I'm modeling game results in a Django app I'm working on. A team consists of one or more players, and players may be on multiple teams – a ManyToManyField in Django. Then there are locations that maintain a list of players (not teams) who are authorized to play there, and players may be authorized for multiple locations – another ManyToManyField. What I wanted to find was, given a location, a list of teams whose players are all authorized to play at that location.

A naive solution in Django would grab all of the players for the given location, then grab all teams those players were part of, then check each team to make sure the other members were also authorized for the location. This is both ugly and slow.

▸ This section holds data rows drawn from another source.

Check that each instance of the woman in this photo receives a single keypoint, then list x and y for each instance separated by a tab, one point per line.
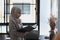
14	23
57	36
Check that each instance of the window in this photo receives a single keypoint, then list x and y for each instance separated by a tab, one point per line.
27	7
28	12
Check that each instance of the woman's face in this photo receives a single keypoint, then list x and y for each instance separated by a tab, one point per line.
18	13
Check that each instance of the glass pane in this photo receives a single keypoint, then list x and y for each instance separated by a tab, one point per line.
2	29
1	11
29	11
23	1
31	17
26	9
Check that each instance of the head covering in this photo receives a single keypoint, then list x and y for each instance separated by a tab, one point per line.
14	11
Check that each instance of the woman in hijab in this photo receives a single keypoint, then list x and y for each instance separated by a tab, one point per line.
14	23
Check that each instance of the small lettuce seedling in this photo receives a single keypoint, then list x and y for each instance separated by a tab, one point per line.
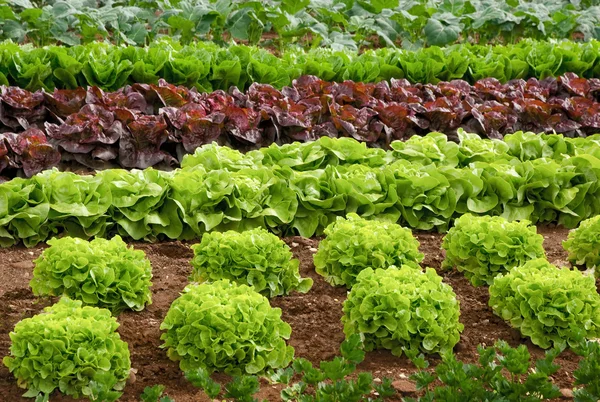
485	246
404	310
552	306
71	348
583	244
353	244
222	326
254	257
102	273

I wanted a single query, so this is what I came up with:

SELECT DISTINCT ptp.team_id
FROM players_team_players ptp
  INNER JOIN locations_location_players llp ON llp.player_id = ptp.player_id
WHERE llp.location_id = %(location_id)s AND (
  array(SELECT p.player_id FROM players_team_players p WHERE p.team_id = ptp.team_id) <@
  array(SELECT l.player_id FROM locations_location_players l WHERE l.location_id = %(location_id)s)
);

First, I join the many-to-many linking tables for teams and locations together using player_id and limit by location_id, leaving me with a set of potential teams for that location. I still need to check to make sure that, of those teams, all the players on each team are authorized to play at that location. PostgreSQL has some nifty array operators that do the trick nicely, since I basically just want a subset operator for two subqueries. So I select all the player_ids for each remaining team and transform it into an array. Then I select the entire list of player_ids authorized for the given location, and transform that into an array. From there it's a simple set comparison using the <@ operator, which means "is contained by."

At first glance, it seems like selecting the entire list of authorized players for the location each time would slow things down considerably. However, if you look at the query plan that is generated, PostgreSQL is smart enough to only perform this selection once, since it doesn't reference any outer tables. Once I had a list of team_ids, getting a list of Team objects was as simple as Team.objects.filter(pk__in=team_ids).